Now I have no plans on upping sticks. But how different would my life be if I spent the next 100 days doing 15 minutes of email clearing or filing (there are piles of paperwork lurking all around the house, plus the box of stuff we moved with, this could keep me going for a while I promise), or even 15 minutes of each. Even if I only managed this 5 days a week. And while I’m at it what if I made an effort to eat breakfast and also a proper lunch when the kids were at school and did more exercise. After all I read recently about the importance that nutrition, sleep, exercise and caffeine intake have in tackling mental health issues.

The link between every day behavoir and mental health is complex. I don’t want to fall into the trap of giving myself a narrative of my anxiety being down to me “Not getting a grip and trying hard enough” – that internal voice that Fi at Sunny Spells and Scattered Showers calls bitchface. Because I think there’s more to it than that. But at the same time I need to start taking some personal responsibility – to manage my life in a way that reduces my chances of getting anxious. I guess a bit like a diabetic who is careful with their diet. The diabeties is an illness, not their fault, but they’re taking responsibility in managing their lifestyle to reduce it’s impact.
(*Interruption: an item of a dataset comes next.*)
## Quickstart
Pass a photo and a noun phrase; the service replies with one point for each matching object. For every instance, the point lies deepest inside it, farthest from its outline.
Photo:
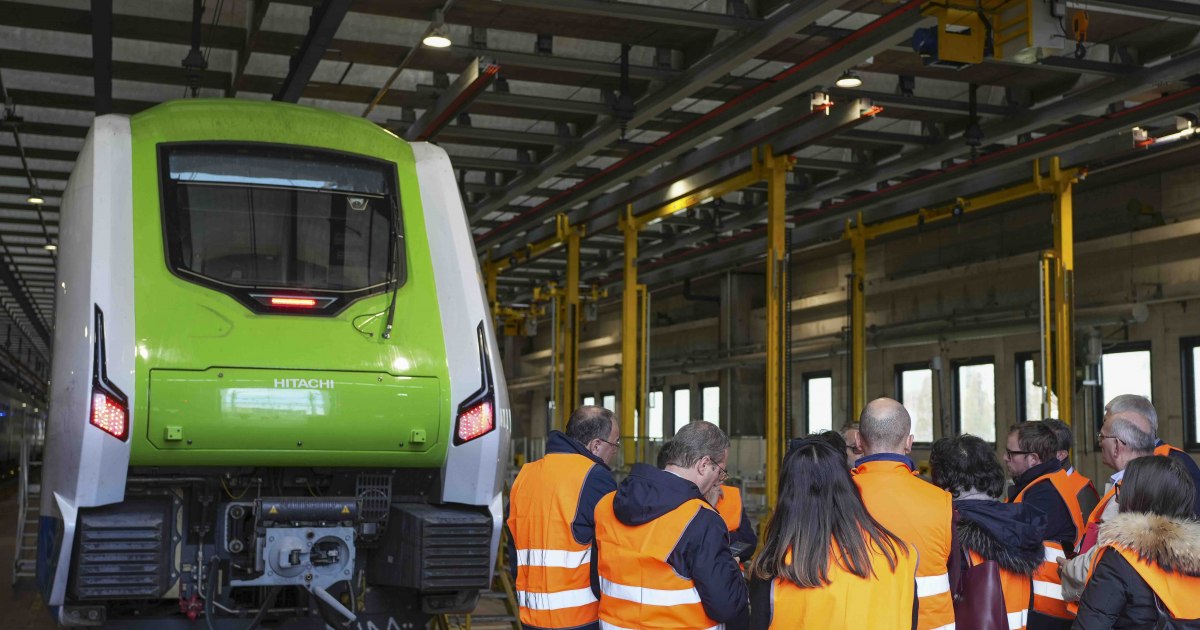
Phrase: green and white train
(275, 388)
So, I’m hereby publicly* declaring that for the next 100 days I will try and do at least 15 minutes of sorting 5 times a week. It may seem small, but I know my tendancy to snowball a good idea and add more and more on until I’ve come up with something impossible to acheive and then I fall short and feel bad for failing. Any extra sorting out, good diet, exercise is allowed and commendable but I’m not committing to that. And then I’ll see where I’ve got to by 31st May.

If anyone wants to join me with their own version of the 100 day challenge you’re more than welcome. (This is the kind of thing you see on sewing blogs where they might have a 100 day stashbusting challenge where you only sew from fabric you’ve already bought and hoarded, with people joining in and posting comments, and congratulating each other on successess and confessing their setbacks. There’s usually a button invovled that you can put on your blog but I’ve no idea how to make one and I’m not sure anyone would be interested).

So excuse me know, I’m off to sort out a section of my filing cabinet before I go to bed.

R

*ok, so as public announcements go, this annonymous blog that I don’t tell anyone about is not very public, but it’s the thought that counts alright?